Everyone has their stock stories, the ones they can tell at awkward social moments. Most involve extreme situations or life-changing moments; mine involves neither.
I abruptly woke one typical day four years ago to the maxiumum volume screech of my alarm clock. Immediately, I shot up out of bed, slamming my head against the top of my bunk bed.
“Ow, dammit,” I muttered, pulling myself out of bed and slowly crawling into the bathroom. I hit the light switch. Lights on. Lights off. I hit it again. Lights on. Lights off. Despite my weakened condition, some cognitive component of my brain managed to figure out that the switch was broken so that whenever I pressed it to turn on the lights it would flip back and shut them off.
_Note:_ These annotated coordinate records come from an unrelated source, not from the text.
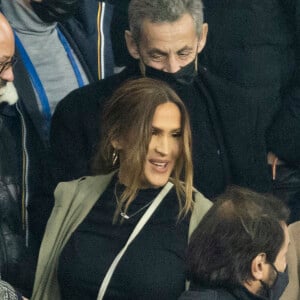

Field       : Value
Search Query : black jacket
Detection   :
[50,63,230,197]
[200,0,300,176]
[178,287,265,300]
[0,99,53,296]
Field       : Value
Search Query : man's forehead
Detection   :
[140,15,198,52]
[141,14,196,38]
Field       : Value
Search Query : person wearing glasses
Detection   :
[0,14,52,299]
[0,0,93,147]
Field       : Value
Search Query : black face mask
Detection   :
[145,60,197,85]
[30,0,79,23]
[261,264,289,300]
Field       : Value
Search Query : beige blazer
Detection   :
[31,173,212,300]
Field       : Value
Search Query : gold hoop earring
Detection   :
[139,59,146,77]
[112,149,119,167]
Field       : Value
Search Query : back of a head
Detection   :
[128,0,203,42]
[188,187,289,289]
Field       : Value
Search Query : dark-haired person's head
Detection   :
[94,77,193,221]
[188,187,289,299]
[125,0,208,75]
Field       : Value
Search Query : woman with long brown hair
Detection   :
[32,78,211,300]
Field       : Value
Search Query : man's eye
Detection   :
[151,129,158,135]
[172,131,182,138]
[151,54,164,61]
[178,52,191,59]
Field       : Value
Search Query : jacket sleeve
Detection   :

I sat for a few moments on the bathroom floor pondering what to do. An idea suddenly struck me, and I wandered out of the bathroom. I grabbed a roll of duct tape and, while holding the switch down with one hand, stuck a piece of duct tape on it to hold it down. Stepping back into the room now filled with light, I wiped my hands clean and smiled at a job well done. Jonathan one, bathroom zero.
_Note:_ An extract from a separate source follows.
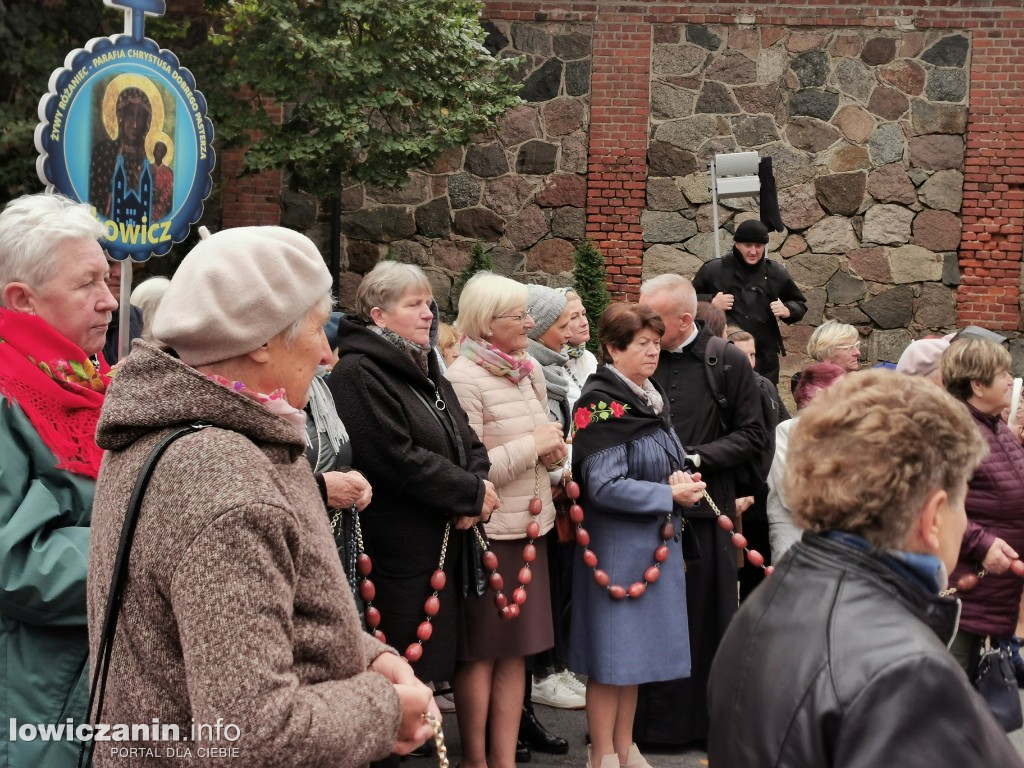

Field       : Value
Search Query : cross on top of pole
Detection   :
[103,0,167,40]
Several moments later I found myself in the shower shampooing my hair. As luck would have it, a significant amount of shampoo found its way into my eyes.
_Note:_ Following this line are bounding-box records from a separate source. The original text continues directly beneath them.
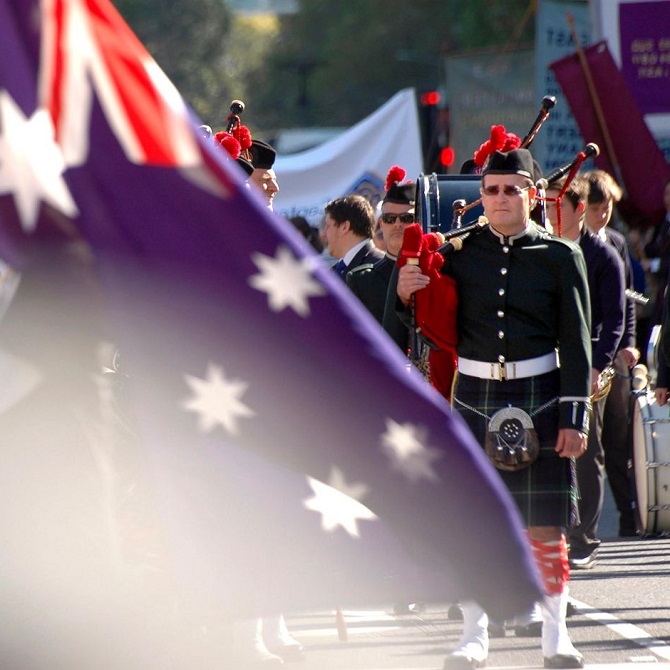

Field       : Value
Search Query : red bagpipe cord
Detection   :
[530,535,570,596]
[397,223,458,400]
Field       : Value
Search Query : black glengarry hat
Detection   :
[249,140,277,170]
[482,149,535,180]
[382,165,416,207]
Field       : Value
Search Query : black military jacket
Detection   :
[442,223,591,430]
“Ow, it stings! Ow!” I yelped. My hands immediately shot to the aid of my eyes, rubbing them furiously, but that only made it worse. I stopped rubbing my eyes, but kept them tightly shut. I turned off the water and got out of the shower, my feet hitting the icy cold floor of the bathroom.
I felt around the wall, finally found my towel and began drying my hair and the rest of my body. I suddenly realized that I still had my eyes clenched shut. They had stopped burning as much and I decided to open them.
At the exact moment I opened my eyes, the tape on the wall keeping the light switch down, which had likely been slowly peeling away the entire time, popped off and the switch flipped back into the off position.
As I opened my eyes I found only pitch black.
“Oh God, I’m blind,” I thought as the fear actually set in. I dropped the towel I had been holding and reached my hands up to the ceiling in agony. “I’m blind! I’m blind! Oh God, I’m blind!” I began hollering at the top of my lungs.
My father heard me from the kitchen upstairs and dashed down, ripping open the door to see what all the commotion was about.
There I stood, completely naked, with my hands up in the air, screaming as light flooded the room.
“I can see,” I blurted out before I realized the sheer absurdity of the situation. I turned toward the door to see my father standing there, jaw near his ankles, speechless. “Uh, heh, the..uh…lights went out,” I stuttered, quickly grabbing the towel and rushing past my father into my room. I shut the door and got dressed quickly.
Once dressed, I headed upstairs for breakfast. My father was standing in the kitchen making coffee, and as I sat down to eat some cereal he glanced up for a few moments and shook his head slowly. My father and I have never spoken of the events that transpired that cold winter morning. I think, perhaps, it’s best that way.